'There Was Music On Every Corner Of Every Street In Khartoum'

To stroll through Omdurman, Sudan's old capital across the White Nile from Khartoum, during wedding season, is to walk through time.

Large halls and open-air performance spaces, free to the public, offer a small window into the Sudan of old, when bands and orchestras kept sharply-dressed young people on their feet. 

Tonight, a Fulani band from western Sudan plays balafon music at a concert for disabled people. Nearby, spiritual Nubian rhythms and chants create a woozy atmosphere. The night's big wedding has legendary singer Salah ibn Al Badia performing with a full violin and synthesiser orchestra.

The lavish spread of sounds is reminiscent of an earlier era, a time when Sudanese music captured the hearts and minds of post-colonial Africa and the Middle East. 

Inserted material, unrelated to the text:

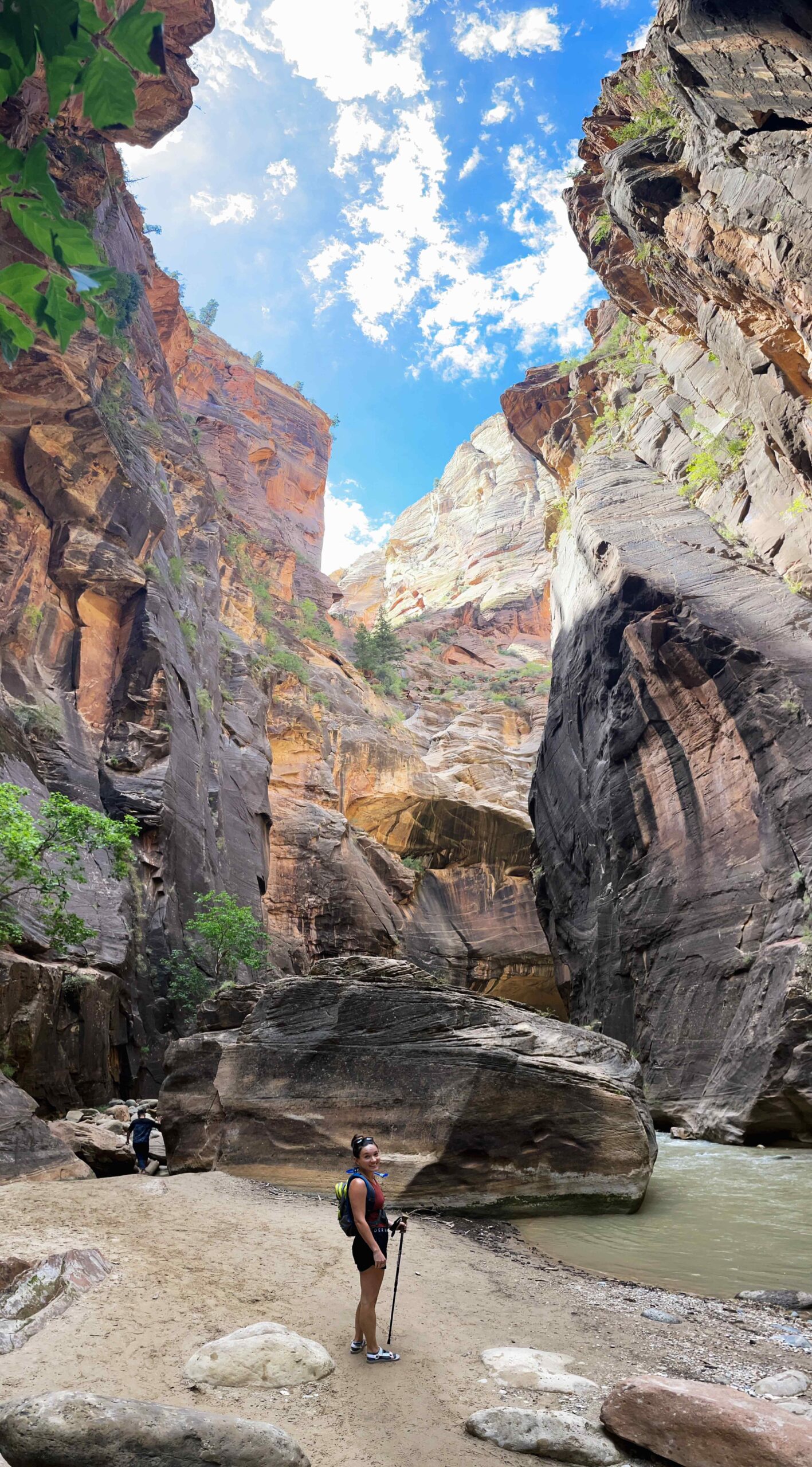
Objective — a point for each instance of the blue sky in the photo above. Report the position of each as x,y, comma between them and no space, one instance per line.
371,191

"I remember in the 70s and early 80s there was music on every corner of every street in Khartoum," said Reda Hassan El Ashi, then a young man from a well-known, successful family who revelled in the swinging city.

Mohamed Abu Sabib, a scholar in Khartoum, said: "In Sudan, the political and cultural are inseparable." 

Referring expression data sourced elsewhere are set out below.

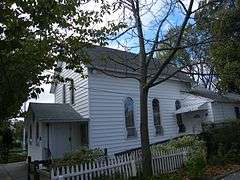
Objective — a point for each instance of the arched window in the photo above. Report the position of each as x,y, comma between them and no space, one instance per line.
30,134
181,126
129,117
72,89
37,133
64,93
156,117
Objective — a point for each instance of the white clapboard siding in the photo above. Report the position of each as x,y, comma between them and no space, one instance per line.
106,107
223,111
124,166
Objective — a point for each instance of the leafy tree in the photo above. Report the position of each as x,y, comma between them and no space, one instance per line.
34,34
220,21
146,40
18,126
6,140
226,49
194,57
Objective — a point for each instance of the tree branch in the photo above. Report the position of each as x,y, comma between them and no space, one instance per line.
150,83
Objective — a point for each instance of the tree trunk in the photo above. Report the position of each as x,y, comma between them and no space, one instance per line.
147,159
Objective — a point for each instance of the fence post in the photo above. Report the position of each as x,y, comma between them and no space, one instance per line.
134,169
29,167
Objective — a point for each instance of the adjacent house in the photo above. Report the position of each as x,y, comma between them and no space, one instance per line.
102,111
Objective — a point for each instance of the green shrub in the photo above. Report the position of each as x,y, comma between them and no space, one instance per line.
79,156
196,160
222,140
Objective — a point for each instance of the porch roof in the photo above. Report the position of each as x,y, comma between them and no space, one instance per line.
195,107
54,112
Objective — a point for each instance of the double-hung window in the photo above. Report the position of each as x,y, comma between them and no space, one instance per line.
156,117
129,117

Colonial legacies that centred power in Khartoum and an economy tampered with by external powers have condemned Sudan to political dysfunction, with highs and lows that affected the arts.

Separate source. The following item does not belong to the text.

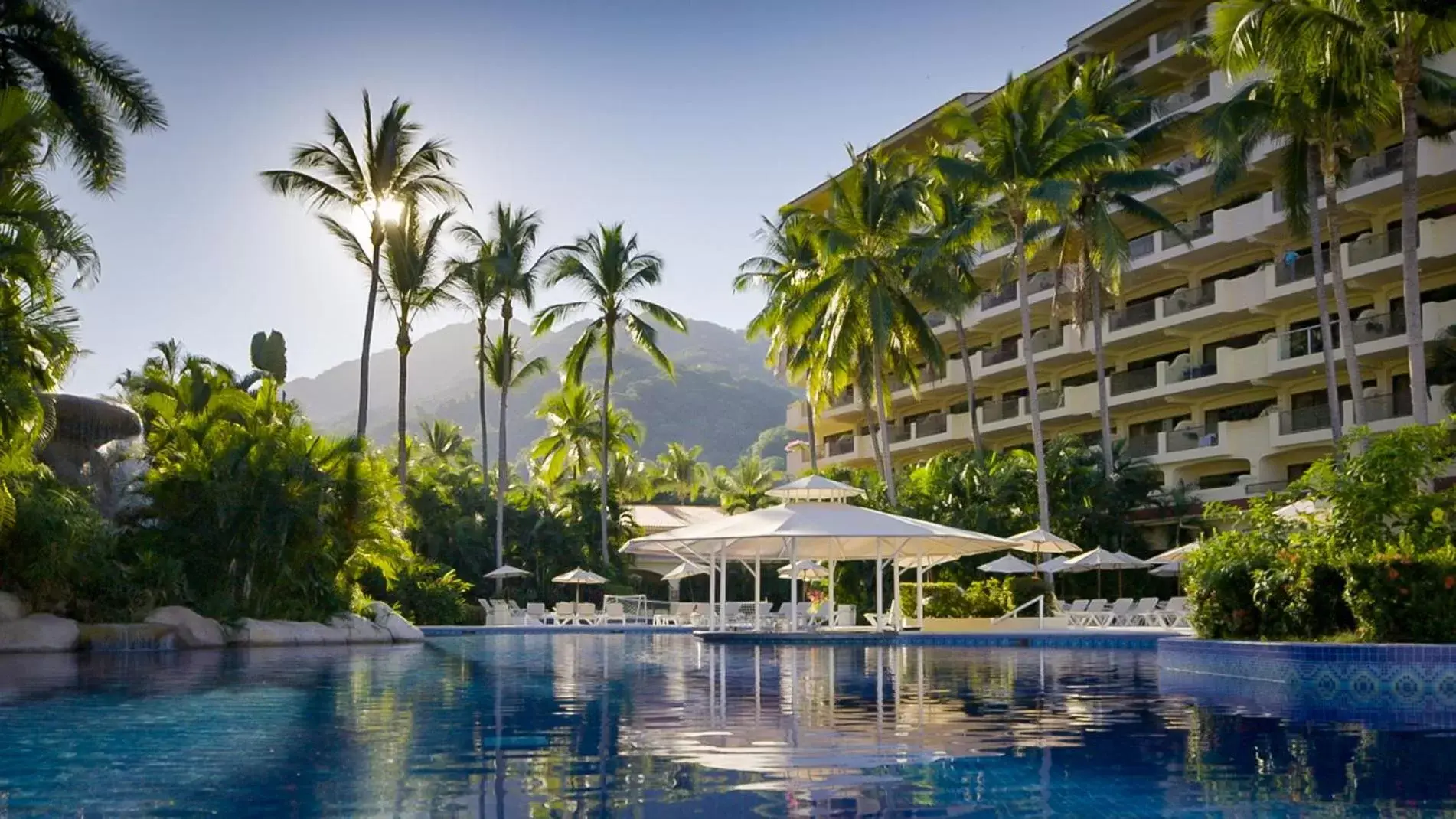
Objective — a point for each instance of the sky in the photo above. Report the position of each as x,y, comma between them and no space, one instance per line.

When army colonel Gaafar Muhammad Nimeiry seized power in Sudan's first coup in 1969, he coddled Sudan's artistic elite. 

His patronage drew from leftist politics, inspired by Egypt's Gamal Abdel Nasser. 

A shrewd politician, Nimeiry commanded popularity through tangible support for the arts to thwart his many political foes.

His government organised music festivals and cultural exhibitions, where new talent competed and established artists were celebrated.

"If we ever had a problem," said Abdel El Aziz Al Mubarak, one of Sudan's famed singers who toured Europe and Japan, "we could just make one phone call to Nimeiry."

What took hold in Nimeiry's era - violin and accordion orchestras helmed by enigmatic singers - became the signature sound of Khartoum and earned Sudan clout in Africa.